Every year March is designated Women’s History Month by Presidential proclamation. The month is set aside to honor women’s contributions in American history.
Did you Know? Women’s History Month started as Women’s History Week?
Women’s History Month began as a local celebration in Santa Rosa, California. The Education Task Force of the Sonoma County (California) Commission on the Status of Women planned and executed a “Woman’s History Week” celebration in 1978. The organizers selected the week of March 8 to correspond with International Women’s Day. The movement spread across the country as other communities initiated their own Women’s History Week celebrations the following year.

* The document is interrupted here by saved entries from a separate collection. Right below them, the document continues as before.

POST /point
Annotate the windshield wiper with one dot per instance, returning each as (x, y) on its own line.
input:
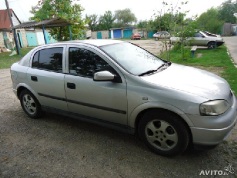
(153, 71)
(147, 72)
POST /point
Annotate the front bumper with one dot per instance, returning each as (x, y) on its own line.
(213, 136)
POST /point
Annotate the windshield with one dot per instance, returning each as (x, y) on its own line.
(132, 58)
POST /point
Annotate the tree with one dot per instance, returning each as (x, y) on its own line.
(48, 9)
(92, 21)
(209, 21)
(106, 21)
(172, 18)
(226, 11)
(125, 17)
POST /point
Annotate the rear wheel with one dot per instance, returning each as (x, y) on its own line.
(30, 104)
(164, 133)
(211, 45)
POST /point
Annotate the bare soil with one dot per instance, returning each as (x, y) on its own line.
(56, 146)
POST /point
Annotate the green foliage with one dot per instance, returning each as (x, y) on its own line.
(92, 21)
(66, 9)
(209, 21)
(226, 11)
(125, 17)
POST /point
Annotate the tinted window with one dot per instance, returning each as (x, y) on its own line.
(85, 63)
(48, 59)
(133, 58)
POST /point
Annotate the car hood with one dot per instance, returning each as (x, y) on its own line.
(190, 80)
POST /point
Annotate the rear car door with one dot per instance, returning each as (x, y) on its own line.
(104, 100)
(46, 77)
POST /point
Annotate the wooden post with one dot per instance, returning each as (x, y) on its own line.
(45, 38)
(13, 30)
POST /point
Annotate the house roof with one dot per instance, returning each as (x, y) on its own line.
(55, 22)
(5, 22)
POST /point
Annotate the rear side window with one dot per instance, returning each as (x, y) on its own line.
(85, 63)
(48, 59)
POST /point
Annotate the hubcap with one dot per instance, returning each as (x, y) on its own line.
(29, 104)
(161, 135)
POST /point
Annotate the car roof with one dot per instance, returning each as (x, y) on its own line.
(94, 42)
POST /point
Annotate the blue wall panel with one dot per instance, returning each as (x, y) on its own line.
(117, 33)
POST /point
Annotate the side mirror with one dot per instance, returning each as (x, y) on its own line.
(103, 76)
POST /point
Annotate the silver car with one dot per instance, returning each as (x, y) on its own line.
(122, 86)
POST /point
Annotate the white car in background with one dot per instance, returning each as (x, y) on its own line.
(201, 38)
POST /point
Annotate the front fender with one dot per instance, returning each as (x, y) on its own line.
(156, 105)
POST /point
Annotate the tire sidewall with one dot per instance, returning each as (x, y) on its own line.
(38, 112)
(175, 122)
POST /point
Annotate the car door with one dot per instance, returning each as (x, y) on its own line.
(104, 100)
(46, 77)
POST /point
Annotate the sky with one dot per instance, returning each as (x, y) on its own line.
(143, 10)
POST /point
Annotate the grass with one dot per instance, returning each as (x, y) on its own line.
(214, 58)
(6, 61)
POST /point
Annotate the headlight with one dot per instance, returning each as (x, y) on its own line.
(214, 108)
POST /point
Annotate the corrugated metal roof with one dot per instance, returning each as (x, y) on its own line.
(5, 22)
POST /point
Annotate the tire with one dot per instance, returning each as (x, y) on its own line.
(211, 45)
(163, 132)
(30, 104)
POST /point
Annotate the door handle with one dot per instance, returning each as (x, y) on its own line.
(34, 78)
(71, 85)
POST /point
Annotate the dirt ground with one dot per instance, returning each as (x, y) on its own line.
(56, 146)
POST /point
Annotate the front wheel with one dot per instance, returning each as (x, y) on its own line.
(211, 45)
(30, 104)
(164, 133)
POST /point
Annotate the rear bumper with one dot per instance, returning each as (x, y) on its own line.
(202, 136)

In 1980, a consortium of women’s groups and historians—led by the National Women’s History Project (now the National Women’s History Alliance)—successfully lobbied for national recognition. In February 1980, President Jimmy Carter issued the first Presidential Proclamation declaring the Week of March 8th, 1980 as National Women’s History Week.

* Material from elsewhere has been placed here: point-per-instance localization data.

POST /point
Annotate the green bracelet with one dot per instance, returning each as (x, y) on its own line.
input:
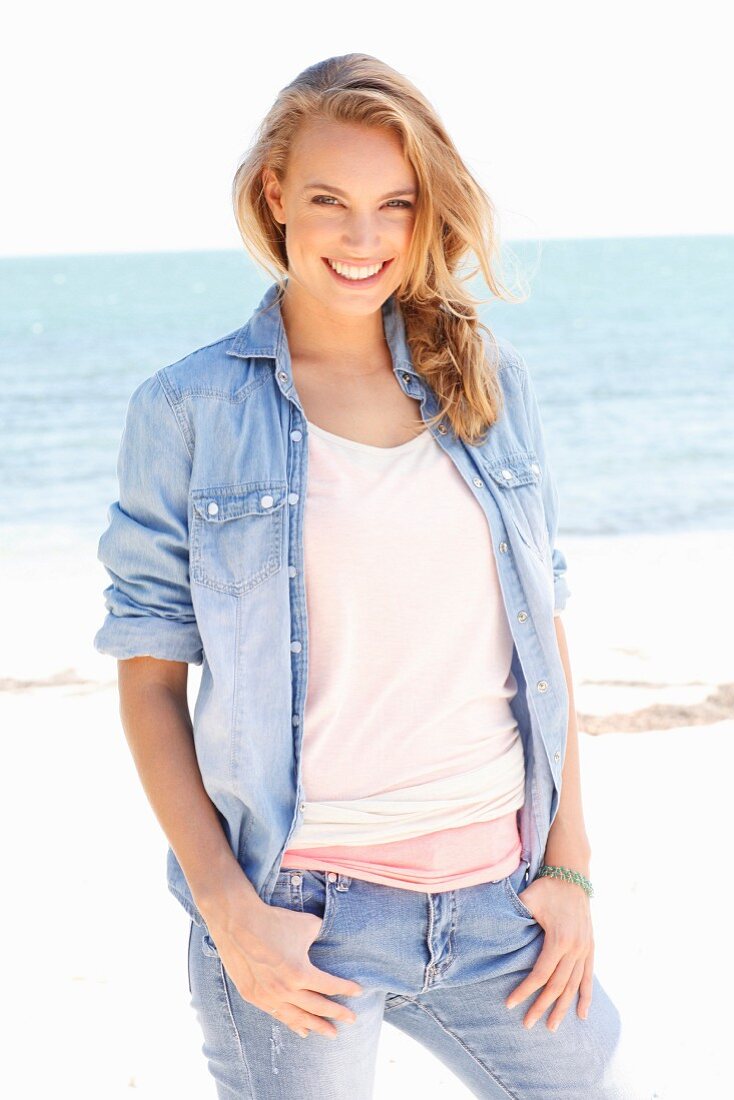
(563, 872)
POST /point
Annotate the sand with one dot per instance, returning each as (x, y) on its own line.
(96, 945)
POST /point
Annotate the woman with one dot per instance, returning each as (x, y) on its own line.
(343, 510)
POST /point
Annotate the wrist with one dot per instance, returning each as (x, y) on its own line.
(578, 857)
(228, 893)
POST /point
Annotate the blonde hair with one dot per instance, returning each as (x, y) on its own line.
(453, 217)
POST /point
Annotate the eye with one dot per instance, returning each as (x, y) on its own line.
(328, 199)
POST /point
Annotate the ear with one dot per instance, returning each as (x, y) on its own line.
(273, 193)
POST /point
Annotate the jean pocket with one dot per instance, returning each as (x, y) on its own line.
(306, 891)
(208, 946)
(514, 898)
(237, 535)
(518, 476)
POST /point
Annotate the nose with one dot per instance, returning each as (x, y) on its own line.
(361, 234)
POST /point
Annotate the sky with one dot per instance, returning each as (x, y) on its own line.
(123, 123)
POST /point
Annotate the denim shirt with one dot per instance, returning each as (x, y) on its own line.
(205, 550)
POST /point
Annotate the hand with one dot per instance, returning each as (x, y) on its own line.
(565, 965)
(266, 957)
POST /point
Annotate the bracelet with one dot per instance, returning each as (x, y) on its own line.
(563, 872)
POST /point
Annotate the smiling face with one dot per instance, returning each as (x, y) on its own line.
(348, 204)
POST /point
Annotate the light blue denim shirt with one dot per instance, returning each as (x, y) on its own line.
(205, 550)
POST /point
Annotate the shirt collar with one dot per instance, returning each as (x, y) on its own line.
(263, 336)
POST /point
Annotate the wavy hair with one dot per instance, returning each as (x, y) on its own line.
(456, 353)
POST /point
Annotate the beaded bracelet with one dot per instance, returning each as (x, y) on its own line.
(562, 872)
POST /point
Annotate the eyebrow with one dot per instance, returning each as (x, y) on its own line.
(336, 190)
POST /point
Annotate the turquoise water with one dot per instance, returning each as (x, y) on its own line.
(630, 341)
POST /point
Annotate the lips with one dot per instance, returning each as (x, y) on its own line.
(357, 282)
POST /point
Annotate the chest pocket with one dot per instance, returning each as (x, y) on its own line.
(518, 475)
(237, 535)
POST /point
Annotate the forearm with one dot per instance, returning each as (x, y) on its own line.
(568, 844)
(157, 726)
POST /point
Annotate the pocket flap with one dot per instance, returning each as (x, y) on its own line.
(513, 470)
(232, 502)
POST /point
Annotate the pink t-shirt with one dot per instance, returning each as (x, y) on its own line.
(413, 763)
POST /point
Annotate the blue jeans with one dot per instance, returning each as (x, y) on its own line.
(437, 966)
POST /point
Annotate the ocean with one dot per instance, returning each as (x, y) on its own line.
(631, 343)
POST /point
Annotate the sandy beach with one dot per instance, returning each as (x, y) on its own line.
(94, 938)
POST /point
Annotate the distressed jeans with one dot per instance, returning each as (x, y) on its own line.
(437, 966)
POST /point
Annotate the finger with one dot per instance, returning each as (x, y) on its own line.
(322, 1007)
(587, 986)
(302, 1022)
(552, 989)
(566, 999)
(330, 983)
(545, 966)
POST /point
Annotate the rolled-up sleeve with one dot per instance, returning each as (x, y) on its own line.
(144, 548)
(561, 591)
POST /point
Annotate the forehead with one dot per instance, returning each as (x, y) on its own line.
(346, 154)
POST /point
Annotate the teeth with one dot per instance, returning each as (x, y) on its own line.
(355, 273)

Subsequent Presidents continued to proclaim a National Women’s History Week in March until 1987 when Congress passed Public Law 100-9, designating March as “Women’s History Month.” Between 1988 and 1994, Congress passed additional resolutions requesting and authorizing the President to proclaim March of each year as Women’s History Month. Since 1996, each president has issued an annual proclamation designating the month of March as “Women’s History Month.”
The National Women’s History Alliance selects and publishes the yearly theme. The theme honors “the brave women who fought to win suffrage rights for women, and for the women who continued to fight for the voting rights of others.”